Mathias Brandewinder

Mathias Brandewinder has been developing software for about 10 years, and loving every minute of it, except maybe for a few release days. His language of choice was C#, until he discovered F# and fell in love with it. He enjoys arguing about code and how to make it better, and gets very excited when discussing TDD or functional programming.

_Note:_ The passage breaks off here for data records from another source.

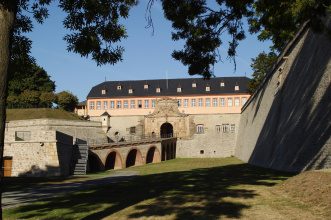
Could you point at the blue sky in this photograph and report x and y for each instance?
(145, 56)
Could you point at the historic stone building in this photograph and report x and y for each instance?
(203, 114)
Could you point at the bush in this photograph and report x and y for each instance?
(66, 101)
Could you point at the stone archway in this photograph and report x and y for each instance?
(113, 161)
(166, 130)
(153, 155)
(134, 158)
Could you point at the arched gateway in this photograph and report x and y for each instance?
(166, 130)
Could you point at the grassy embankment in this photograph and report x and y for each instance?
(193, 189)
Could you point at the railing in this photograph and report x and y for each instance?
(123, 139)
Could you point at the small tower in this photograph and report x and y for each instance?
(105, 122)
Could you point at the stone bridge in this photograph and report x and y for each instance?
(126, 154)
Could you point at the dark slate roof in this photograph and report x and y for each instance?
(83, 103)
(169, 87)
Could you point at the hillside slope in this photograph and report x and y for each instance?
(312, 188)
(37, 113)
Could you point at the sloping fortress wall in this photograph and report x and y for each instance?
(286, 124)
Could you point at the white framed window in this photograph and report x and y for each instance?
(214, 102)
(244, 100)
(132, 130)
(200, 102)
(233, 128)
(229, 101)
(185, 102)
(225, 128)
(236, 101)
(222, 102)
(193, 102)
(179, 103)
(125, 104)
(207, 102)
(133, 104)
(200, 129)
(119, 104)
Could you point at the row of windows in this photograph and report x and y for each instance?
(179, 88)
(224, 128)
(212, 102)
(201, 103)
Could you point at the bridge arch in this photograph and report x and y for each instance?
(153, 155)
(113, 160)
(94, 163)
(134, 158)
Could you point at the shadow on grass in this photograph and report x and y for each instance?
(198, 193)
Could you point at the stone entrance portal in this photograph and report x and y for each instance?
(166, 121)
(166, 130)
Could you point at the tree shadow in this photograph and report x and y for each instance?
(199, 193)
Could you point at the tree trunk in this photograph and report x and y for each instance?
(8, 11)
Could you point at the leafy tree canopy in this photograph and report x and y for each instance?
(66, 101)
(203, 27)
(33, 78)
(261, 64)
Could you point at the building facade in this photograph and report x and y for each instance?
(203, 114)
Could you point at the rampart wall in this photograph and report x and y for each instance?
(286, 124)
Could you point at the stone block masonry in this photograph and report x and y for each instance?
(286, 124)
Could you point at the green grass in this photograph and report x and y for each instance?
(18, 183)
(37, 113)
(176, 189)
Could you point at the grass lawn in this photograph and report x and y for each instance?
(180, 189)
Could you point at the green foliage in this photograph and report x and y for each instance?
(32, 78)
(95, 28)
(202, 27)
(47, 98)
(29, 97)
(66, 101)
(260, 66)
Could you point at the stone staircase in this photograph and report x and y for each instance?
(80, 158)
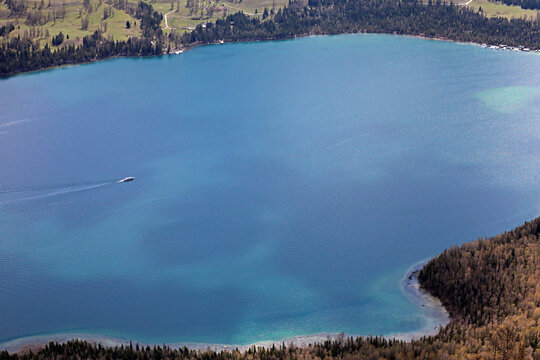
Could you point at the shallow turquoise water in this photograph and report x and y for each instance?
(282, 188)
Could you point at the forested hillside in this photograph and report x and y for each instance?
(413, 17)
(491, 288)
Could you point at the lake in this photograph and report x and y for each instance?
(281, 188)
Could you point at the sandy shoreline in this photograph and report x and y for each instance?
(435, 315)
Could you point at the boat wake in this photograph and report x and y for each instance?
(60, 189)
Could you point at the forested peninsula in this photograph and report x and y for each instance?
(316, 17)
(491, 288)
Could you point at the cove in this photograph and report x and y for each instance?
(281, 188)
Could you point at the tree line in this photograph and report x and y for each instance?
(491, 288)
(411, 17)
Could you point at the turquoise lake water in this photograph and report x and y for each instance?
(281, 188)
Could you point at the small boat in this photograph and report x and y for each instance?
(128, 179)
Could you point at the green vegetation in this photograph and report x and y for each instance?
(499, 9)
(491, 288)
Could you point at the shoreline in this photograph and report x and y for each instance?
(435, 315)
(189, 47)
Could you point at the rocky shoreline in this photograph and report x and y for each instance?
(434, 313)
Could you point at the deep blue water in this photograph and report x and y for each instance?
(282, 188)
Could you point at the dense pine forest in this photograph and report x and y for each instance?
(412, 17)
(525, 4)
(491, 288)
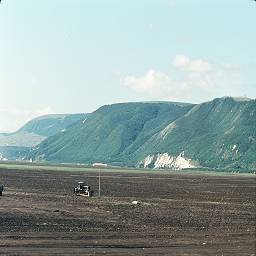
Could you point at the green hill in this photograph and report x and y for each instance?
(34, 132)
(217, 134)
(110, 132)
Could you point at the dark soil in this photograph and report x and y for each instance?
(178, 214)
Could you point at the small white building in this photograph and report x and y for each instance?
(99, 165)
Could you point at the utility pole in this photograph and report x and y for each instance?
(99, 183)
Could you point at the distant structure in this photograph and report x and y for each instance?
(99, 165)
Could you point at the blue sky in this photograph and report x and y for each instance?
(66, 56)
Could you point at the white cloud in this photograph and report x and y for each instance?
(181, 61)
(188, 79)
(185, 63)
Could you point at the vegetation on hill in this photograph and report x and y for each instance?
(217, 134)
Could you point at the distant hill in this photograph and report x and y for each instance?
(34, 132)
(217, 134)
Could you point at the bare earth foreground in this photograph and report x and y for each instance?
(179, 214)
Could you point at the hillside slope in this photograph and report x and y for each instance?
(110, 132)
(217, 134)
(13, 145)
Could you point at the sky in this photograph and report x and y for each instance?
(66, 56)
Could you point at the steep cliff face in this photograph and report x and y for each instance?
(165, 160)
(216, 134)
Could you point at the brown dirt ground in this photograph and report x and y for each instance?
(179, 214)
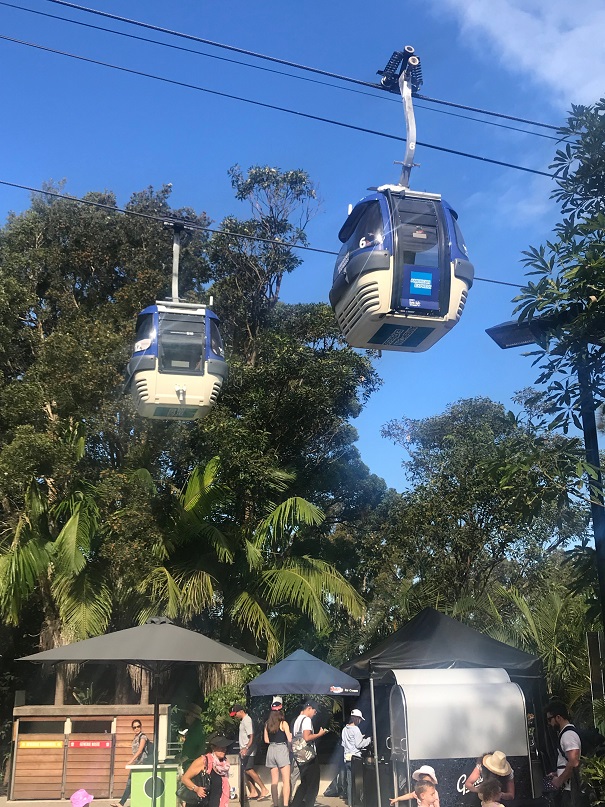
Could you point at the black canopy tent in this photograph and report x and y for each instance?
(302, 673)
(436, 641)
(155, 646)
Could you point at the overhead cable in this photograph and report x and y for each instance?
(285, 62)
(198, 227)
(183, 49)
(264, 105)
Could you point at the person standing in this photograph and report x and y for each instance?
(216, 766)
(309, 771)
(278, 737)
(139, 749)
(569, 749)
(195, 739)
(353, 742)
(247, 750)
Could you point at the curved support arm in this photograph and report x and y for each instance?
(405, 87)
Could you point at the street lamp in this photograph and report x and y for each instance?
(518, 334)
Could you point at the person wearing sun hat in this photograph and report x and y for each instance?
(216, 765)
(424, 775)
(489, 766)
(352, 741)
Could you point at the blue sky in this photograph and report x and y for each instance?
(98, 128)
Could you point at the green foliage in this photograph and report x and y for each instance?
(593, 774)
(568, 294)
(218, 703)
(468, 522)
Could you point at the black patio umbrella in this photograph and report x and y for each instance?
(154, 646)
(303, 674)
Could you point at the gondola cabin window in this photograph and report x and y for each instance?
(181, 344)
(362, 230)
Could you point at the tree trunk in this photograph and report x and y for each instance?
(123, 687)
(60, 685)
(144, 687)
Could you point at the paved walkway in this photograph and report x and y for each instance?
(322, 801)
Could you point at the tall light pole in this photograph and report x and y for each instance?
(517, 334)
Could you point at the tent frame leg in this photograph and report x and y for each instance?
(376, 767)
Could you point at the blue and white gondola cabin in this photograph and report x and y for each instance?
(178, 364)
(402, 275)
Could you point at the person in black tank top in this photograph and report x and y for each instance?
(278, 737)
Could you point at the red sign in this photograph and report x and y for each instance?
(90, 743)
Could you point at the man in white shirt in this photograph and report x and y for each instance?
(569, 749)
(309, 771)
(352, 743)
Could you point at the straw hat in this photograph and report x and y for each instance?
(497, 763)
(427, 770)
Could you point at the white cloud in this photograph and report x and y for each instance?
(523, 203)
(557, 42)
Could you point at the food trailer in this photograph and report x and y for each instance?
(435, 644)
(449, 718)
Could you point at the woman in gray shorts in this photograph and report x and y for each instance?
(279, 737)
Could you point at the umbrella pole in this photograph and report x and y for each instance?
(376, 766)
(156, 731)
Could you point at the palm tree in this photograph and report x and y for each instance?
(246, 568)
(551, 624)
(49, 555)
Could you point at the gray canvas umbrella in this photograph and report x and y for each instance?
(154, 646)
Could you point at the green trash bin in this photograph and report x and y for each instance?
(165, 785)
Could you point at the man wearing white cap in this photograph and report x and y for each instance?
(353, 742)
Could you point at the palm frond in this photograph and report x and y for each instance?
(84, 602)
(289, 513)
(162, 590)
(20, 570)
(249, 613)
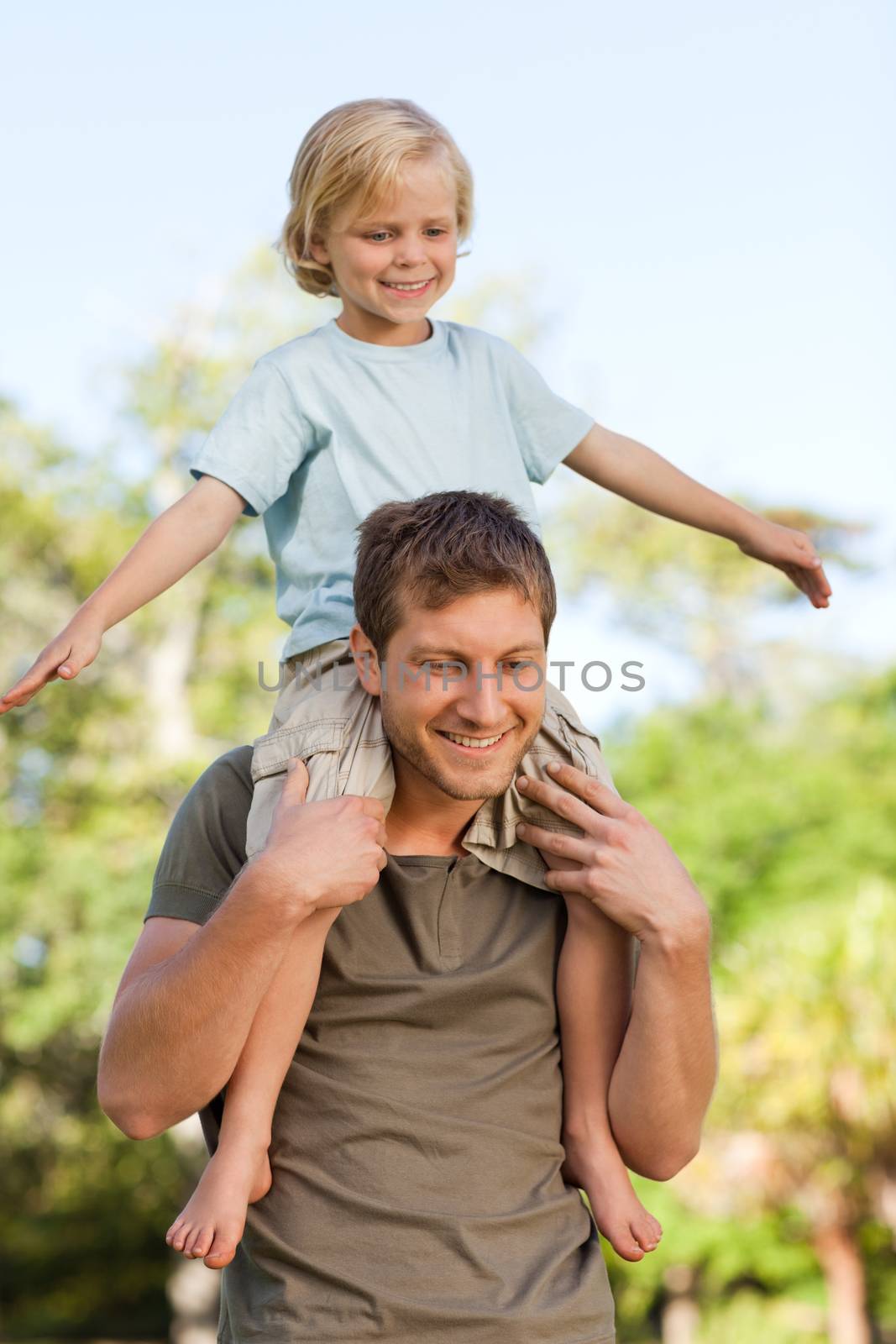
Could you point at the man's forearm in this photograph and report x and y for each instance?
(637, 474)
(665, 1073)
(177, 1032)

His other professional interests include machine learning and applied math. Mathias is a Microsoft F# MVP, author of Machine Learning Projects for .NET Developers (Apress), and the founder of Clear Lines Consulting. He is based in San Francisco, blogs at www.brandewinder.com, and can be found on Twitter as @brandewinder.


NewCrafts 2017

 

Serverless F# with Azure Functions: fsibot goes nano-services

  • talk
  • Functional
  • MachineLearning
  • ServerLess

Feeling a bit left behind by the whole micro-services hubbub? Fear not! This is your chance to get ahead of the curve, skipping straight to serverless nano-services, using Azure Functions. In this talk, we will cut through the buzzwords, and explain what Azure Functions are, why you should care, and how beautifully they fit with a functional style of development. We will demonstrate the benefits of the approach on a real-world example, illustrating along the way some patterns, benefits and gotchas.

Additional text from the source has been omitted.